Producción. Si por la víspera se saca el día, la producción nacional mejorará este año. Según el último informe del Banco Central de Costa Rica (BCCR), el índice mensual de actividad económica (Imae) frenó su tendencia descendente a finales del primer trimestre del 2013, cuando la tasa de crecimiento interanual cayó a poco más del 2% real. Pero, a partir de ahí, comenzó a crecer hasta alcanzar una tasa del 3,8% real en el tercer trimestre del año. Prácticamente, todos los sectores repuntaron, con dos excepciones importantes: agricultura, que sigue mostrando leves tasas de decrecimiento (-0,1%) y construcción pública, que cayó abruptamente en el 2013 (-6,7%).
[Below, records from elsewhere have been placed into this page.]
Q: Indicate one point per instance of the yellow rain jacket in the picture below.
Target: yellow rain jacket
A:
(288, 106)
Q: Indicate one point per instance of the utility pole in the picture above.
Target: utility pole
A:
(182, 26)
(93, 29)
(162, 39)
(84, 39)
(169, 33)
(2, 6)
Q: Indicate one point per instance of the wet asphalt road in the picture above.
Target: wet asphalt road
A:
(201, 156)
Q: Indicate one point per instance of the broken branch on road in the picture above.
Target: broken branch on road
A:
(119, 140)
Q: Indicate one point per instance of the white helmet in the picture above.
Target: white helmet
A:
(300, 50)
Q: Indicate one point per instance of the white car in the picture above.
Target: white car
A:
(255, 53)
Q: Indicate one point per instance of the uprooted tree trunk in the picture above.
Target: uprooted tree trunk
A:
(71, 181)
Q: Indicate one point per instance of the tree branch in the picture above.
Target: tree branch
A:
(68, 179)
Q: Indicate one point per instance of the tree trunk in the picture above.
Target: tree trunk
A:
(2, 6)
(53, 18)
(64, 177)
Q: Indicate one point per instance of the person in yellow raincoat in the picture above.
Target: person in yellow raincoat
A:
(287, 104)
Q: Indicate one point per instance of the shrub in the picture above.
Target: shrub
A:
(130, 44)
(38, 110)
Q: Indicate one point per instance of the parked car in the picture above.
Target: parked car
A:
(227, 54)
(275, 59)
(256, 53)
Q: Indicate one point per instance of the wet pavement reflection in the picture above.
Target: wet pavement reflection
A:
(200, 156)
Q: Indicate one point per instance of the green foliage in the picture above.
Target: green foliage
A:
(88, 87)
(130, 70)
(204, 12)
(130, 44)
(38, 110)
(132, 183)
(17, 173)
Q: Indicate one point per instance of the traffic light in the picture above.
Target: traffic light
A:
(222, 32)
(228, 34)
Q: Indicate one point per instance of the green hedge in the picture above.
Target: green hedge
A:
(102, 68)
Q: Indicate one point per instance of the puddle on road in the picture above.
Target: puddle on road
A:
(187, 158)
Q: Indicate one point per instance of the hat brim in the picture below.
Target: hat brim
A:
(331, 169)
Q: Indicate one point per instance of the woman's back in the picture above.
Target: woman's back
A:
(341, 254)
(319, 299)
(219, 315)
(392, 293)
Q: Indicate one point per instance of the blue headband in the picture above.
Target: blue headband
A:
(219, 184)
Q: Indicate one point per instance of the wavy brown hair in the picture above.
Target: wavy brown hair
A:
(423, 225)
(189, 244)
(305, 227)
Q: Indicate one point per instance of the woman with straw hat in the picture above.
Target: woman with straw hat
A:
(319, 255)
Si esta última hubiera mantenido los niveles positivos del 2012 (4,3%), la economía como un todo habría mostrado un mayor dinamismo.

Si se proyecta el Imae con base en las tasas de crecimiento observadas en los dos últimos trimestres, y se adicionan las mayores expectativas de crecimiento de la economía mundial aportadas por el Fondo Monetario Internacional, analizadas en un editorial anterior, fácilmente llegamos a la conclusión de que el 2014 será un mejor año desde el punto de vista de la producción nacional. Un tipo de cambio real más favorable y mayores exportaciones por el incremento anticipado de la demanda externa (más comercio internacional) serían factores positivos a considerar. Desde el punto de vista del mercado interno, la baja inflación, bajas tasas de interés y ausencia de restricciones crediticias por parte del Banco Central serían, también, factores positivos en la producción y generación de empleo.
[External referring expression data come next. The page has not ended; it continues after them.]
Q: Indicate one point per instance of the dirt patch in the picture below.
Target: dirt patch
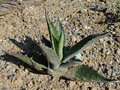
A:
(80, 18)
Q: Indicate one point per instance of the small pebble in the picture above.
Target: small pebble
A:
(118, 51)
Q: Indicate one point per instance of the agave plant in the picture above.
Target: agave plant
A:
(60, 60)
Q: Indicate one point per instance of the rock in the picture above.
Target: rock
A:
(118, 51)
(12, 77)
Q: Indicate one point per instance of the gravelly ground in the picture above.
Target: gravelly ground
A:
(80, 19)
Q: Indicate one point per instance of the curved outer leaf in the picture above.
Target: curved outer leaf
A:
(60, 29)
(52, 29)
(72, 63)
(51, 56)
(29, 61)
(45, 41)
(54, 36)
(84, 73)
(60, 46)
(82, 45)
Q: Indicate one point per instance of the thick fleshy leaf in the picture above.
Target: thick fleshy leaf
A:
(29, 61)
(65, 66)
(82, 45)
(60, 46)
(54, 36)
(84, 73)
(52, 28)
(60, 29)
(51, 56)
(45, 41)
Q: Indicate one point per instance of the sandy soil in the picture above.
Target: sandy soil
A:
(80, 18)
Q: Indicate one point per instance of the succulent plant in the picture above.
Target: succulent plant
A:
(59, 60)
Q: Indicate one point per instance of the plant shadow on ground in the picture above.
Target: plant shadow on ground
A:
(31, 49)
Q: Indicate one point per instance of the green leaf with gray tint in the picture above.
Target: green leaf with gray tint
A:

Tasas de interés. A pesar de que la inflación se redujo en el 2013, nuestras expectativas son de que las tasas de interés encontraron piso (la tasa básica pasiva se ubicó en 6,5% al finalizar el año) y no se puede descartar un ligero incremento conforme avance el ejercicio fiscal. Varios factores inciden en el análisis. En primer lugar, la creciente presión fiscal tendería a impulsar las tasas hacia arriba, según veremos más adelante. En segundo lugar, la variación en la política monetaria de EE. UU., ya iniciada, mantendrá la presión sobre los rendimientos de los bonos fiscales en ese país e incidirá en las tasas de interés del mercado financiero internacional y en los tipos de cambio. Si este sube en Costa Rica, como es de esperar, habrá que ajustar las tasas de interés en colones para compensar la mayor devaluación esperada. Y si estas dos variables, particularmente los precios externos por efectos de la mayor devaluación, presionaran los precios internos (inflación), entonces las tasas de interés deberían reflejar esa nueva realidad. También las mayores pérdidas de operación del BCCR influirán en la inflación futura. Las tasas de interés, en resumen, podrían volver a subir.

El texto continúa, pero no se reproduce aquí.